Cheat Sheet

Video Streaming Cheat Sheet

Key concepts, trade-offs, and quick-reference notes for your interview prep.

ABR: HLS (.m3u8 + .ts) vs DASH (.mpd + .m4s)

#1
We chose HLS as the default streaming protocol (not DASH alone) because HLS works on every Apple device and most browsers without polyfills. DASH (MPEG standard) uses .mpd manifests with .m4s segments and offers more flexibility (codec-agnostic, multi-period), but it needs a polyfill on Safari. Both protocols split video into 2-10 second chunks so the player can switch resolution at each chunk boundary without rebuffering. YouTube serves both formats depending on the client.
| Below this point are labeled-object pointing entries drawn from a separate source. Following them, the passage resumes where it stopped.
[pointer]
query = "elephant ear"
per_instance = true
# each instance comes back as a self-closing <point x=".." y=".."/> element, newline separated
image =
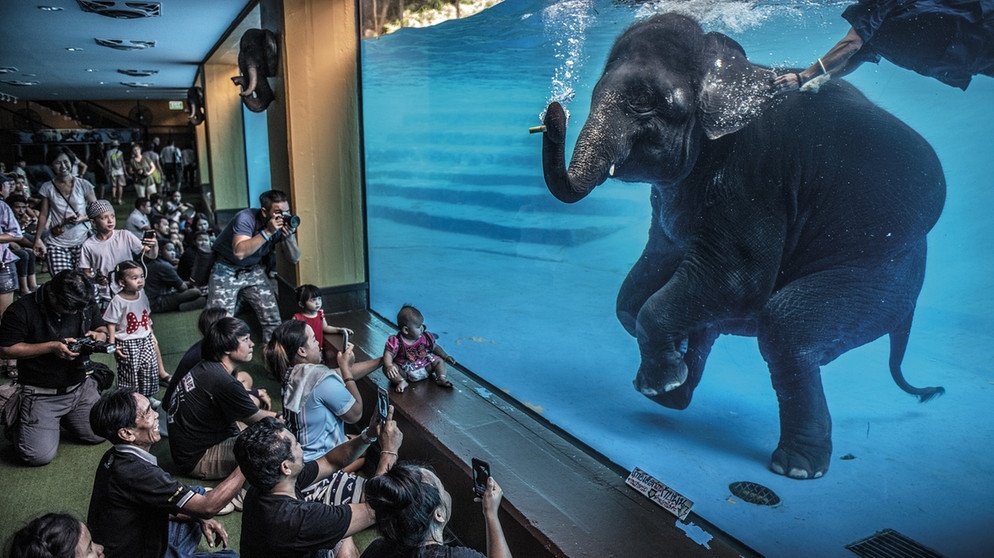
<point x="733" y="90"/>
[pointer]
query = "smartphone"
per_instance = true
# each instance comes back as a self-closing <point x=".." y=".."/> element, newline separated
<point x="481" y="472"/>
<point x="382" y="403"/>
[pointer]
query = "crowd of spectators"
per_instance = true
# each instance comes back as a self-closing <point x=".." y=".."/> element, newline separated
<point x="294" y="475"/>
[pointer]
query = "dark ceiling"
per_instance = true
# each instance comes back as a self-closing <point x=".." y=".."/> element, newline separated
<point x="36" y="62"/>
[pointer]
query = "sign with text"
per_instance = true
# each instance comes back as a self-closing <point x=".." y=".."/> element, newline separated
<point x="669" y="499"/>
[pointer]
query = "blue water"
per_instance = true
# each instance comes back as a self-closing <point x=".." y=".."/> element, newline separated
<point x="521" y="288"/>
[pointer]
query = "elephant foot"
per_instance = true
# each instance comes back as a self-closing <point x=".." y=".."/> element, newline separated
<point x="802" y="459"/>
<point x="661" y="375"/>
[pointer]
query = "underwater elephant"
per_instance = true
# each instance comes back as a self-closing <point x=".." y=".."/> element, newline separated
<point x="798" y="219"/>
<point x="258" y="56"/>
<point x="195" y="105"/>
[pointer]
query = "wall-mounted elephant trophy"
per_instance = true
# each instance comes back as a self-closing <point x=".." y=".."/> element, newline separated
<point x="258" y="58"/>
<point x="798" y="219"/>
<point x="195" y="105"/>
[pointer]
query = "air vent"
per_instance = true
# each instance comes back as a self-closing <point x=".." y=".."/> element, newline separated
<point x="121" y="10"/>
<point x="120" y="44"/>
<point x="138" y="73"/>
<point x="890" y="544"/>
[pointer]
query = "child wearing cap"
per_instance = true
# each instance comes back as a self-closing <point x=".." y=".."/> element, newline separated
<point x="108" y="247"/>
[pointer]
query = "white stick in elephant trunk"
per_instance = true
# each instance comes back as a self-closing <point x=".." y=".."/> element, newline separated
<point x="253" y="77"/>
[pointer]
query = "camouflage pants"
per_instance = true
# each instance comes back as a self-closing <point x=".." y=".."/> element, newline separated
<point x="253" y="286"/>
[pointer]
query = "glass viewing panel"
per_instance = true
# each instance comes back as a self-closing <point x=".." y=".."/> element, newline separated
<point x="521" y="288"/>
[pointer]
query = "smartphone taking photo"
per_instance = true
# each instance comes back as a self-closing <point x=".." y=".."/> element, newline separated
<point x="382" y="403"/>
<point x="481" y="472"/>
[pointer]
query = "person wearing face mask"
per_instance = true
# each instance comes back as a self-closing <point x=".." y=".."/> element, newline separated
<point x="54" y="535"/>
<point x="62" y="221"/>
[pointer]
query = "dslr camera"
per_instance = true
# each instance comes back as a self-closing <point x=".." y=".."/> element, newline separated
<point x="86" y="346"/>
<point x="290" y="220"/>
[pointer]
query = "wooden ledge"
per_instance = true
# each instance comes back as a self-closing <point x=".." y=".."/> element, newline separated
<point x="560" y="498"/>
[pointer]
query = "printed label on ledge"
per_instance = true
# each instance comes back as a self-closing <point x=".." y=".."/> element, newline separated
<point x="669" y="499"/>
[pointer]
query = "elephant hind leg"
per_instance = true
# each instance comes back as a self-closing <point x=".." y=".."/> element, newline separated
<point x="813" y="320"/>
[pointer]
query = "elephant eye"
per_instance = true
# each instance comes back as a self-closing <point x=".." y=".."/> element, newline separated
<point x="642" y="101"/>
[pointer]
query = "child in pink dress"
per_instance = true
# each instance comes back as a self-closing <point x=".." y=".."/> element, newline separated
<point x="412" y="355"/>
<point x="311" y="313"/>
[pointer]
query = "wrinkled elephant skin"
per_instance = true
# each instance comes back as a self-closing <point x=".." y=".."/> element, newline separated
<point x="258" y="56"/>
<point x="799" y="219"/>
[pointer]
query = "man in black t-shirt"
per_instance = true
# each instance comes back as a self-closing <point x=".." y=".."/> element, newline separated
<point x="56" y="391"/>
<point x="136" y="508"/>
<point x="276" y="521"/>
<point x="208" y="401"/>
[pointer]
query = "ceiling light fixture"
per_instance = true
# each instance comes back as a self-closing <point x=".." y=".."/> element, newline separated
<point x="121" y="10"/>
<point x="138" y="73"/>
<point x="121" y="44"/>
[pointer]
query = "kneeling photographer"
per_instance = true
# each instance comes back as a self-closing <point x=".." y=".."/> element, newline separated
<point x="245" y="267"/>
<point x="43" y="332"/>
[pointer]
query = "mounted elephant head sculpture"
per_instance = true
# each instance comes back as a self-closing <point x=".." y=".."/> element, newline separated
<point x="195" y="105"/>
<point x="258" y="58"/>
<point x="798" y="219"/>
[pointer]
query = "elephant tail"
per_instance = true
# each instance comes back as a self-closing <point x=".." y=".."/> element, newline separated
<point x="898" y="345"/>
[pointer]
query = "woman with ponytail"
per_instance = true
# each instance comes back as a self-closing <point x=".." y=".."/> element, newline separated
<point x="412" y="509"/>
<point x="54" y="535"/>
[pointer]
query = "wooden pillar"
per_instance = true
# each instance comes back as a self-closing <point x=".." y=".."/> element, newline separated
<point x="314" y="139"/>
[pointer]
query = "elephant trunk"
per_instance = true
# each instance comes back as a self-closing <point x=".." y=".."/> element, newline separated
<point x="592" y="161"/>
<point x="252" y="73"/>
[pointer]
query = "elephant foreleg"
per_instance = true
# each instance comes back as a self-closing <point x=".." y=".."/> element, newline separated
<point x="699" y="345"/>
<point x="805" y="447"/>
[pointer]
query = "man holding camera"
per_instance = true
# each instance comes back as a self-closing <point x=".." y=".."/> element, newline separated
<point x="245" y="266"/>
<point x="38" y="331"/>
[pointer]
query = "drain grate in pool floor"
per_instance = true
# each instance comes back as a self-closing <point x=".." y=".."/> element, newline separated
<point x="754" y="493"/>
<point x="890" y="544"/>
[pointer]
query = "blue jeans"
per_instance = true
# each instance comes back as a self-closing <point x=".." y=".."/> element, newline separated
<point x="184" y="537"/>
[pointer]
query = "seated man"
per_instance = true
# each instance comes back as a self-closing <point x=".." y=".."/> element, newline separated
<point x="134" y="500"/>
<point x="56" y="390"/>
<point x="209" y="400"/>
<point x="276" y="521"/>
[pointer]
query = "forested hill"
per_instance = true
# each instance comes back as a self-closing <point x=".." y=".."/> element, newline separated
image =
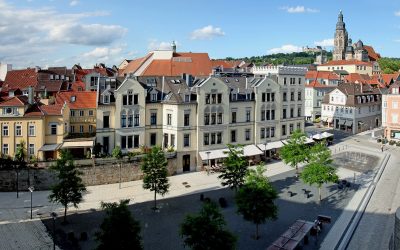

We generate both manifests during transcoding so we never lock ourselves to one protocol. Trade-off: dual-manifest generation adds ~5% to transcoding time, but eliminates client compatibility issues.

💡 We serve HLS to Apple clients and DASH to Android and smart TVs. Generating both costs 5% more transcoding time but removes all compatibility gaps.

Transcoding: Split, Parallel Encode, Merge

#2
We chose chunk-based parallel encoding (not single-file sequential encoding) because a 60-minute 4K video takes 4+ hours on one machine. We split the video into GOP-aligned chunks (2-10 seconds each), push each chunk as an independent task to a message queue (SQS or Kafka), and encode across 360 parallel FFmpeg workers. Total encoding time drops from 4 hours to under 5 minutes. If one worker crashes, we only re-encode that 10-second chunk, not the whole video. Trade-off: chunked encoding adds a lightweight merge step and requires GOP-aligned splits (non-trivial to get right), but the parallelism and fault isolation are worth it.
Encoding the entire video as a single job on one machine. One 4K video blocks a worker for hours, and if the worker crashes at 95%, the entire encode restarts from scratch.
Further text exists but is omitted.